Can we get a pic of the chainring please ?


----------



## sam (Feb 24, 2015)

Very layed back bike.


----------



## Dale Alan (Feb 24, 2015)

sam said:


> Very layed back bike.




My thoughts too,quite the geometry on that frame. I really like the looks of that one.


----------



## papik (Mar 30, 2015)

66TigerCat said:


> Can we get a pic of the chainring please ?




The chainring side


----------



## slcurts (Mar 30, 2015)

That's gorgeous, but I'm thinking the brake levers were meant to be mounted pretty much down on the drops. That seems to have been common practice around then, plus you could reach the levers a lot better. That's how my '36 Dawes was set up.


----------



## papik (Mar 30, 2015)

slcurts said:


> That's gorgeous, but I'm thinking the brake levers were meant to be mounted pretty much down on the drops. That seems to have been common practice around then, plus you could reach the levers a lot better. That's how my '36 Dawes was set up.

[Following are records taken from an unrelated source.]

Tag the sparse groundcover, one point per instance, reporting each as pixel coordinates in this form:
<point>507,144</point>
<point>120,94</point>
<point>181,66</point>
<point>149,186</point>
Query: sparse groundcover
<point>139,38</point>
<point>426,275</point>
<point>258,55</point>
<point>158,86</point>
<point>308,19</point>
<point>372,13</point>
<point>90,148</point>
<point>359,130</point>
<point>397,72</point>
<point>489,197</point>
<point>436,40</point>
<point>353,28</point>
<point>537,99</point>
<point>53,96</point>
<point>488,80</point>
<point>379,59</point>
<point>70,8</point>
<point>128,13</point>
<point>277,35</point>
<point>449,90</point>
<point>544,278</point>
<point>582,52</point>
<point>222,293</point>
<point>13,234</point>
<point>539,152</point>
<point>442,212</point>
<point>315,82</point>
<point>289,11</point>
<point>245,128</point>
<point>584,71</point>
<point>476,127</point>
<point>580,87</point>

Yes, this is not definitive ...


----------



## Andrew Gorman (Mar 30, 2015)

I had the levers down in the drops on my pale imitation of a bike like this Alcyon, but I usually am riding with my hands at full reach.
http://s53.photobucket.com/user/gormanao/media/1938 Raleigh Gazelle/boyracer.jpg.html
  It takes at least two distinct motions to grab the levers from there and it is just plain awkward.  For me.  I moved the levers out to the reach- it looks a little funny, but they are indeed easy to grab.  I'll probably replace the steel levers with some road style levers at some point, but that requires new cables....


----------



## papik (Mar 31, 2015)

Nice bike , I love this kind of handlebar !


----------